Boston, MA 02/11/2013 (wallstreetpr) –Maker of hearing implants Cochlear Ltd. (ASX:COH), based in Australia says emerging markets like China represent lucrative business opportunities. The 31 year old company was launched to develop the Graeme Clark’s idea of the bionic ear. Hearing implants stimulate audio-nerves in the inner ear which improves sound reception.
About thirty thousand newborns in the China have profound hearing problems, the company’s CEO Chris Roberts told an Australian TV Channel.

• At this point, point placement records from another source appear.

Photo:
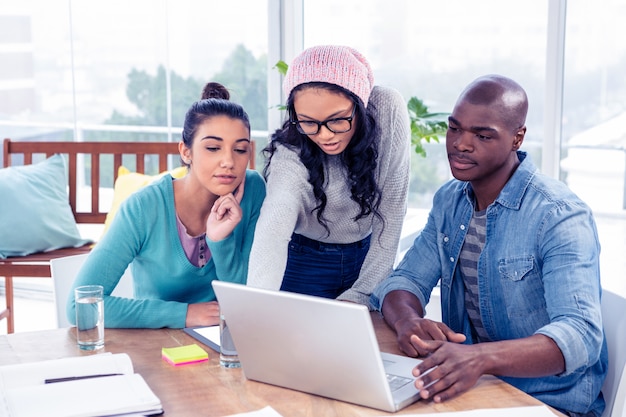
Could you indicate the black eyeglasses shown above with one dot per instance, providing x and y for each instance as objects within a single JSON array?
[{"x": 337, "y": 125}]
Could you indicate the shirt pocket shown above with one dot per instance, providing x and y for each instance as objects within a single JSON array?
[{"x": 523, "y": 294}]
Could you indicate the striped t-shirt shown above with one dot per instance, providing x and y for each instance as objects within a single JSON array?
[{"x": 468, "y": 262}]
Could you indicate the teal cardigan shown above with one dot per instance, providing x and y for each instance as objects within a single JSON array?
[{"x": 144, "y": 235}]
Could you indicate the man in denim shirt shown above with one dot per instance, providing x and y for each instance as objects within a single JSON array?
[{"x": 517, "y": 255}]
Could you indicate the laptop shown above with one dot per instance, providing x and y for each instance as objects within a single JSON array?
[{"x": 316, "y": 345}]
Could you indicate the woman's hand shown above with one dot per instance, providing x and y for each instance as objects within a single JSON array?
[
  {"x": 203, "y": 314},
  {"x": 225, "y": 215}
]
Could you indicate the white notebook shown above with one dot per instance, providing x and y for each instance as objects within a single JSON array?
[{"x": 25, "y": 393}]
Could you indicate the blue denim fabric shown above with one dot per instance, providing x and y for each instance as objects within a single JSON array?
[
  {"x": 323, "y": 269},
  {"x": 538, "y": 274}
]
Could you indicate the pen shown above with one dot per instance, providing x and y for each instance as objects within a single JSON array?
[{"x": 74, "y": 378}]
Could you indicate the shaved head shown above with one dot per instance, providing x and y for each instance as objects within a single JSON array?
[{"x": 506, "y": 97}]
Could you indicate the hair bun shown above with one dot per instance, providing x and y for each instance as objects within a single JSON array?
[{"x": 215, "y": 90}]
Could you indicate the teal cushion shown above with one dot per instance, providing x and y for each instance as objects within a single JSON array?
[{"x": 35, "y": 214}]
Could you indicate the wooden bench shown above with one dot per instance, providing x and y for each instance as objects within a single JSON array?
[{"x": 38, "y": 264}]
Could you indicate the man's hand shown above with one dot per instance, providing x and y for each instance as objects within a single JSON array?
[
  {"x": 455, "y": 368},
  {"x": 423, "y": 329}
]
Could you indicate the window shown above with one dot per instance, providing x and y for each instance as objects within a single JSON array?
[{"x": 432, "y": 50}]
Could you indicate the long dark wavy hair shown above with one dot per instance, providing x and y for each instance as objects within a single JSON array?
[{"x": 359, "y": 158}]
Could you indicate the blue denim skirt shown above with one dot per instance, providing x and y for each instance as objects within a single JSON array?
[{"x": 323, "y": 269}]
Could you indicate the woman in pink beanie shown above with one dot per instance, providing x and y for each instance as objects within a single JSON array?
[{"x": 337, "y": 177}]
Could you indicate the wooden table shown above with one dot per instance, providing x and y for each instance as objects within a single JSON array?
[{"x": 206, "y": 389}]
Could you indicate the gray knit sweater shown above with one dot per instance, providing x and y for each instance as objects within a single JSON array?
[{"x": 289, "y": 203}]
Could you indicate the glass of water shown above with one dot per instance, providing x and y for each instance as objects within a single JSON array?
[
  {"x": 228, "y": 353},
  {"x": 89, "y": 316}
]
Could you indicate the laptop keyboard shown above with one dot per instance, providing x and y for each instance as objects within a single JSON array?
[{"x": 396, "y": 381}]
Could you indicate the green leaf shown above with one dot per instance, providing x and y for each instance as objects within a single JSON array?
[{"x": 282, "y": 67}]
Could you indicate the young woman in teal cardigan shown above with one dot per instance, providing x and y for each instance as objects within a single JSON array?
[{"x": 178, "y": 235}]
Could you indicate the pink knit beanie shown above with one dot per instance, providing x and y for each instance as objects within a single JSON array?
[{"x": 340, "y": 65}]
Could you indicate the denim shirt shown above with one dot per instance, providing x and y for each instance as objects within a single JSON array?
[{"x": 538, "y": 273}]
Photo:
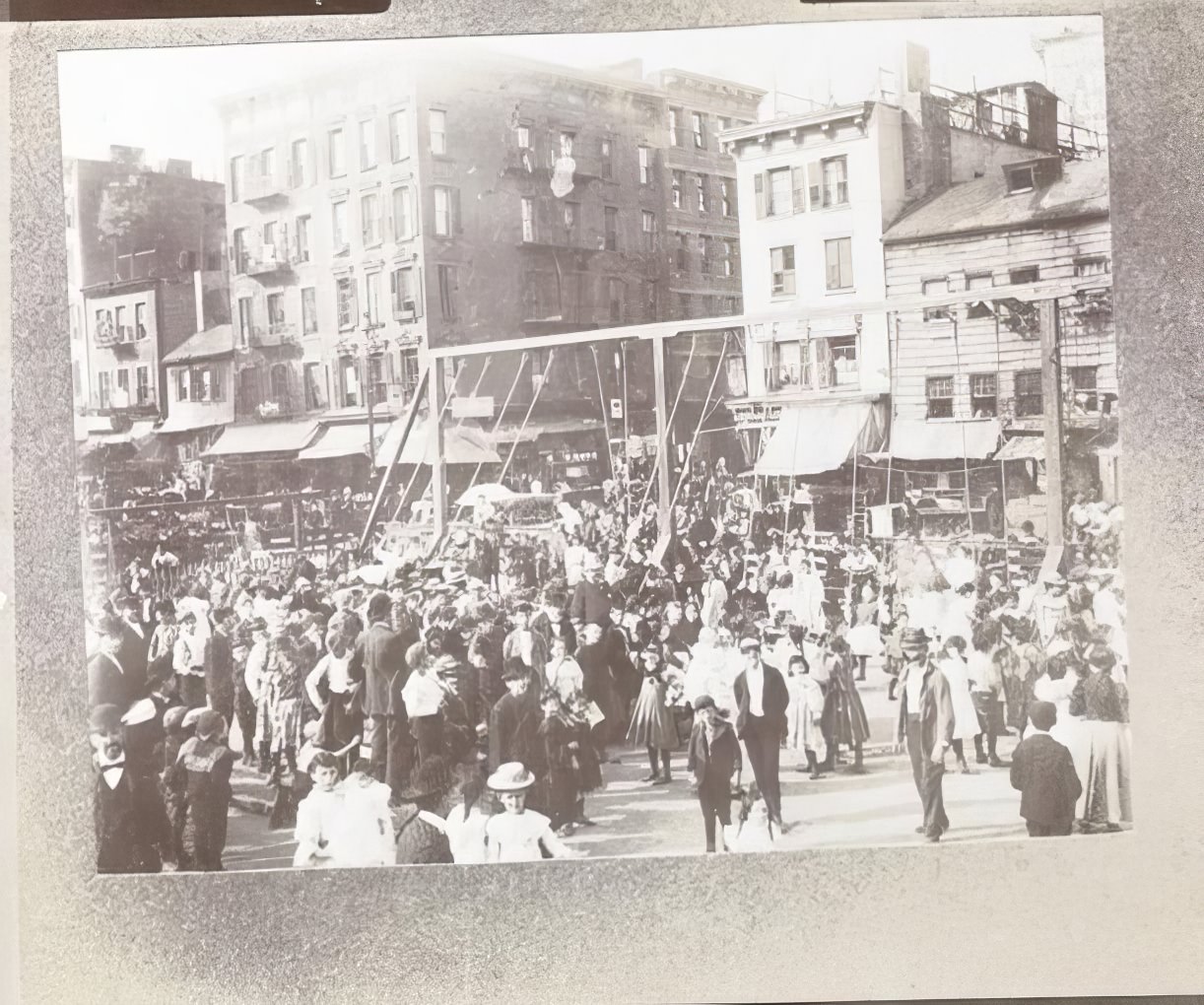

Roberts, views China is “a huge opportunity in general”. Economic growth of the communist nation spreads out evenly throughout the growing middle class and rising income levels trigger demand for “good health care”, in that segment of the nation, he said. This makes China a “huge potential market”, for the hearing implants and other hearing aids, he added.
However the company is not a just a China-story, he said. According to a regulatory filing submitted last week, its revenues in the Asia-Pacific region hiked 33% in the half year ended December, 2012.
Cochlear Ltd. (ASX:COH) turned profitable in the last six months of the fiscal year 2012. During that period, it earned A$78 million as compared to a A$20 million loss for the last year. Swiss hearing aid seller, Sonova Holding AG (PINK:SONVY) earned a profit in the first six months of the year as the cochlear implant unit turned profitable.
Cochlear Ltd. (ASX:COH)’s market capitalization thinned down to A$4 billion ($4.1 billion) in response to declining share prices. Its stocks fell by about 12% during this year. Australia’s S&P/ASX 200 Index, advanced 6.9%.
The Cochlear Ltd.(ASX:COH) shares were up 1.54% to close at A$70. Shares of Sonova Holding AG(PINK:SONVY) were up 0.42% to close at $24.17.